Objectives: To compare obese with normal and overweight type 2 diabetic patients regarding body mass index (BMI) and cardiovascular risk factors, and to analyse changes in weight versus risk factors.
Design and setting: A cross-sectional study of 44 042 type 2 patients, and a 6-year prospective study of 4468 type 2 patients.
Results: Obese patients (BMI > or = 30 kg m(-2)), 37% of all patients, had high frequencies of hypertension (88%), hyperlipidaemia (81%) and microalbuminuria (29%). Only 11% had blood pressure <130/80 mmHg. Their ratio of triglycerides to HDL cholesterol was considerably elevated, whilst the mean total and LDL cholesterol were similar as in normal weight subjects. Obese patients had elevated odds ratios for hypertension, hyperlipidaemia and microalbuminuria: 2.1, 1.8 and 1.4 in the cross-sectional study, similarly confirmed in the prospective 6-year study. BMI was an independent predictor of these risk factors (P < 0.001), although only slightly associated with HbA1c and not with total or LDL cholesterol. A change in BMI during the prospective study was related to a change in HbA1c in patients treated with diet and oral hypoglycaemic agents (OHAs) but not with insulin. In all patients, an increase in BMI was related to the development of hypertension, and a change in BMI to change in blood pressure, also mostly confirmed when treated with diet, OHAs or insulin.
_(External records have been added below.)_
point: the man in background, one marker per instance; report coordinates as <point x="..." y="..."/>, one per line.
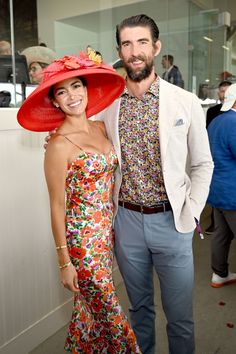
<point x="5" y="48"/>
<point x="222" y="196"/>
<point x="172" y="73"/>
<point x="215" y="110"/>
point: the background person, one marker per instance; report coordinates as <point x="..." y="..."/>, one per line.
<point x="213" y="112"/>
<point x="38" y="58"/>
<point x="172" y="73"/>
<point x="5" y="48"/>
<point x="222" y="196"/>
<point x="81" y="161"/>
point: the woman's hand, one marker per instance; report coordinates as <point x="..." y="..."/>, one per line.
<point x="69" y="278"/>
<point x="48" y="137"/>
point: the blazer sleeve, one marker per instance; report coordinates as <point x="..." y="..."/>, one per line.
<point x="200" y="160"/>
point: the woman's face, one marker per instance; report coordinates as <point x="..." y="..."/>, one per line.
<point x="35" y="73"/>
<point x="71" y="96"/>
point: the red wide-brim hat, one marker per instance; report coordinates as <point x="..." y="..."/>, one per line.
<point x="103" y="83"/>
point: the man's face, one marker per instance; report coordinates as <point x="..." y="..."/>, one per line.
<point x="138" y="51"/>
<point x="165" y="63"/>
<point x="221" y="92"/>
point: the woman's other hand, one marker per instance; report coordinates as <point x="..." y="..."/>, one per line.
<point x="48" y="137"/>
<point x="69" y="278"/>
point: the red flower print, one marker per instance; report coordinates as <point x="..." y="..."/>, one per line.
<point x="99" y="248"/>
<point x="87" y="232"/>
<point x="116" y="319"/>
<point x="97" y="305"/>
<point x="100" y="274"/>
<point x="84" y="274"/>
<point x="77" y="252"/>
<point x="97" y="216"/>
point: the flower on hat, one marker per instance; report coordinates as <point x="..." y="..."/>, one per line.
<point x="82" y="60"/>
<point x="74" y="62"/>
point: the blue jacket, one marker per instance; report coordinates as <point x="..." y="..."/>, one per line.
<point x="222" y="138"/>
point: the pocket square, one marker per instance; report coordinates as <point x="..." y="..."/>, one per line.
<point x="179" y="122"/>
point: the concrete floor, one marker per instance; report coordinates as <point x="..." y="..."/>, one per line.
<point x="212" y="334"/>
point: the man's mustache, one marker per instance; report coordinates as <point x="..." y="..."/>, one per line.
<point x="134" y="58"/>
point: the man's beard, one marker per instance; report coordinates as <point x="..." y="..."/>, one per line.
<point x="142" y="74"/>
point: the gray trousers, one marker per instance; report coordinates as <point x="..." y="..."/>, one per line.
<point x="224" y="232"/>
<point x="144" y="242"/>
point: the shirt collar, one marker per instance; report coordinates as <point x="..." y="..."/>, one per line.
<point x="153" y="89"/>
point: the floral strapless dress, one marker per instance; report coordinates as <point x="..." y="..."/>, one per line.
<point x="98" y="323"/>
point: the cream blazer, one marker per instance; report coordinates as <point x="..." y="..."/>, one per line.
<point x="186" y="160"/>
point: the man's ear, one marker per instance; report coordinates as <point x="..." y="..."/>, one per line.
<point x="157" y="47"/>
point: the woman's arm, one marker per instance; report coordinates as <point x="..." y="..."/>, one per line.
<point x="55" y="167"/>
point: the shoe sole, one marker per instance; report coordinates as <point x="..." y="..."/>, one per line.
<point x="219" y="285"/>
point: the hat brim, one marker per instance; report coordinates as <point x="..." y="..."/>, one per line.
<point x="37" y="113"/>
<point x="227" y="105"/>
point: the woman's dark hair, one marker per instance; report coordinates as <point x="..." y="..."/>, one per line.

Conclusions: The high frequencies of risk factors in obese type 2 patients implies an increased risk of cardiovascular disease and the need for therapeutic measures. The paradox that hypoglycaemic treatment accompanied by weight gain may increase cardiovascular risk factors seems to be verified here concerning hypertension but not concerning microalbuminuria.